In this village as in virtually all of France's hamlets and cities, today is a big day, the beginning of two annual rituals, oddly linked by their connection to the country's highways and byways.

One is the first installment of what the natives call le grand depart, or the great getaway, when it seems every car in the country starts a tour of France, heading toward mountains or seashore for a month's vacation.

The other is the first day of what the French call le grand boucle, or the great circle route, the Tour de France bicycle race.

The apparent madness of these traditions _ having much of a country leave for vacation the same day, having 189 cyclists cover 2,193 miles in 20 stages and a prologue over 23 days _ is what has made each a unique part of French culture.
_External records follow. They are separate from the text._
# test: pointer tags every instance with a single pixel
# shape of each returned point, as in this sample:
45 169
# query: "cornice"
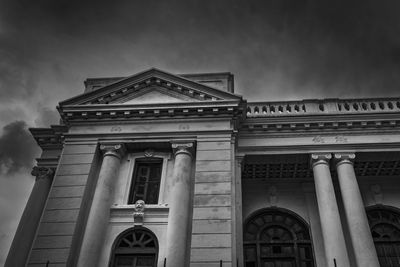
49 138
152 77
99 112
322 123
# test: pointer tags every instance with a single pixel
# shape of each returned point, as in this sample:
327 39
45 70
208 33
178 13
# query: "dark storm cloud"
17 148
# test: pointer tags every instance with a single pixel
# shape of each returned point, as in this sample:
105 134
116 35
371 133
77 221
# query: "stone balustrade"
324 106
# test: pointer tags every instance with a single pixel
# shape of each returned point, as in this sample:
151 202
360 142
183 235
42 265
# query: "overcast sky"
277 50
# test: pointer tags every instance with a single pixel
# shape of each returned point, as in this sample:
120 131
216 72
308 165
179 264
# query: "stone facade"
230 183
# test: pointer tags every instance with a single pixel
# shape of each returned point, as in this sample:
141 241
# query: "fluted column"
360 233
179 206
26 231
332 231
99 215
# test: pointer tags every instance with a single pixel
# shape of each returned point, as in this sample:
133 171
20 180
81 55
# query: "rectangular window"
146 181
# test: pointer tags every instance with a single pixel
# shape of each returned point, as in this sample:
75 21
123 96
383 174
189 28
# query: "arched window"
277 238
135 247
385 228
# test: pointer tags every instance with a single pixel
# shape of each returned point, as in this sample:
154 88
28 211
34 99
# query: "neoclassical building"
158 169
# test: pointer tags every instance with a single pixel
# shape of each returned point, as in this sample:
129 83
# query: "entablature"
79 113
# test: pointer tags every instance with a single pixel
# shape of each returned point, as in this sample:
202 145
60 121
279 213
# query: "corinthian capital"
42 172
182 148
320 158
116 150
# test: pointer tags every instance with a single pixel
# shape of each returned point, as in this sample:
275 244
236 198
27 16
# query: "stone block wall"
58 233
212 206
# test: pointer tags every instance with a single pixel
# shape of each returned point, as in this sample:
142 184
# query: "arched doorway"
135 247
385 229
277 238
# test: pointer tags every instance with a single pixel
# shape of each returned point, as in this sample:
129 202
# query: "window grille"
276 238
135 248
385 230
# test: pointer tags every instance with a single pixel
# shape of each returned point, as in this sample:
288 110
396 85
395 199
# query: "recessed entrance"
277 238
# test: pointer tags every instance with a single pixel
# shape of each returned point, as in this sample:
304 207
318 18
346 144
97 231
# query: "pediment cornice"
102 112
123 89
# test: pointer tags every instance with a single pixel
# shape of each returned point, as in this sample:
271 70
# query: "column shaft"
99 215
332 232
27 227
360 233
179 208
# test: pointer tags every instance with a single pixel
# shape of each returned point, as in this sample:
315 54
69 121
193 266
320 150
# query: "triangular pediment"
153 95
151 87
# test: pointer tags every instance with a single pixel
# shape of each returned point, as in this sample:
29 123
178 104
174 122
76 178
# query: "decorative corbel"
138 214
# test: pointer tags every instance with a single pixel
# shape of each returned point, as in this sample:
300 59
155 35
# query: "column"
179 206
238 208
26 231
99 215
360 233
332 231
This year's Tour de France, the 82nd, may be unique in its own right. Should Miguel Indurain of Spain win, he would match the record five victories of Frenchmen Bernard Hinault and Jacques Anquetil and Belgian Eddy Merckx. But Indurain would be the first to win five straight.
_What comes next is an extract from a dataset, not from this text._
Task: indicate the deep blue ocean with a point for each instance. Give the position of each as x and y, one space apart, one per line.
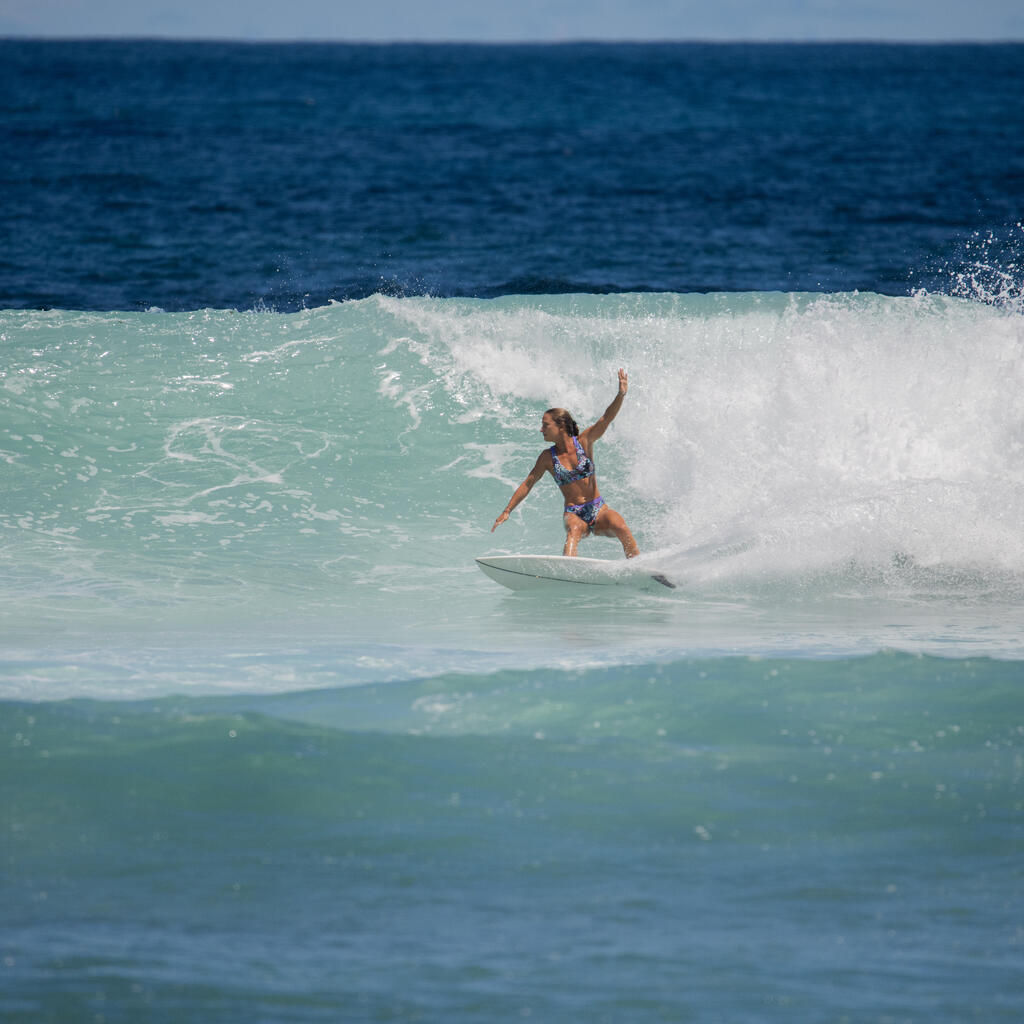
278 324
Asked recently whether that would make him a cycling legend, Indurain replied, "That already has happened. Just to win one Tour de France is a big, big accomplishment."

Such a response is the closest Indurain would come to boasting of his accomplishments. In fact, it probably was meant less to celebrate himself than to honor everyone else who has won the Tour.
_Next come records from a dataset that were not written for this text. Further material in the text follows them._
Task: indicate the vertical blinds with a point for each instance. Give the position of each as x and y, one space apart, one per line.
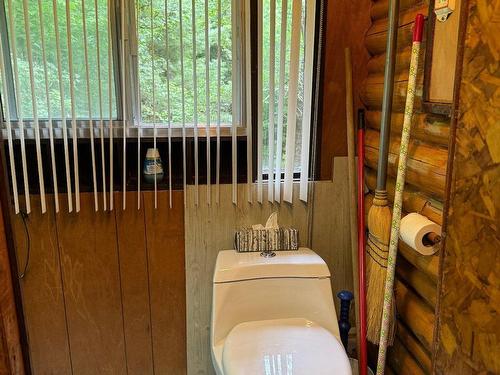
161 71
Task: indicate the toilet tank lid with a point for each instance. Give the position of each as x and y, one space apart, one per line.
301 263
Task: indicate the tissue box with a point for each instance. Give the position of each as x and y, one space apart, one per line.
267 239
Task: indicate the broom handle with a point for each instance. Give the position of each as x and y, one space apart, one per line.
363 357
351 161
385 121
398 197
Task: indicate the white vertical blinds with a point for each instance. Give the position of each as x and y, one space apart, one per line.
100 96
248 96
272 57
73 109
9 130
170 85
89 103
35 109
63 105
281 100
260 98
19 107
308 88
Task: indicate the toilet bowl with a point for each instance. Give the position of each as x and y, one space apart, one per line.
274 315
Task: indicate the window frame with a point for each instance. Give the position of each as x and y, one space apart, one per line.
131 77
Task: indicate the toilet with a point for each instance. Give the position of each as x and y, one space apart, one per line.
274 315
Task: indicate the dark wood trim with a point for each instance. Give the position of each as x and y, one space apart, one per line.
5 203
462 32
427 105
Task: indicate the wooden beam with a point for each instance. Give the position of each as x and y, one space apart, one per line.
427 128
418 280
401 360
413 199
410 342
426 166
415 313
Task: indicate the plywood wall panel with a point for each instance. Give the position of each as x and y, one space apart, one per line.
42 289
468 332
167 280
134 277
91 280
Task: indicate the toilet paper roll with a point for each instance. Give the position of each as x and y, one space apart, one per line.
414 228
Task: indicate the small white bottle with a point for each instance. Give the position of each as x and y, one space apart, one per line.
153 165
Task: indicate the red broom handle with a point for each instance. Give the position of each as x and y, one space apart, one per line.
363 357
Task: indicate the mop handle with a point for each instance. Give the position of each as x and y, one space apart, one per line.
398 197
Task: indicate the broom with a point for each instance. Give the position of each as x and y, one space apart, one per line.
379 215
385 334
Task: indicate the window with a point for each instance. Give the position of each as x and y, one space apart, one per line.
235 71
168 66
88 27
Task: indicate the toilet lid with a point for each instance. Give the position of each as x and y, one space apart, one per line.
283 347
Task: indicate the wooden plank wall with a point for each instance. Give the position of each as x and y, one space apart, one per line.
11 359
211 229
469 328
105 291
345 26
416 284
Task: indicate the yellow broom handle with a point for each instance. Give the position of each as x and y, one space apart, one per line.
398 197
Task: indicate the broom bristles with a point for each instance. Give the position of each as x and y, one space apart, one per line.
379 225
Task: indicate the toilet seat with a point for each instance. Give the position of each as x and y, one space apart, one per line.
283 347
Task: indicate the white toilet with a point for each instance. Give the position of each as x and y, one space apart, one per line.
275 316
Sharing the spoils would be more in character for Indurain, whose 31st birthday comes July 16, during the Tour's 14th stage. Or, at least it would fit the small piece of his character Indurain has allowed the world to see, which is that of a modest, gracious, serious man, married with no children.

Those traits are evident in the way Indurain has won his four Tour victories, each by a bigger margin than the last, a margin built largely through his performances in the individual time trial stages.

While some have criticized his failure to attack once in the lead, many see it as a form of noblesse oblige.

"Miguel could probably cannibalize the race," three-time Tour winner Greg LeMond said. "He probably isn't even maximizing his potential."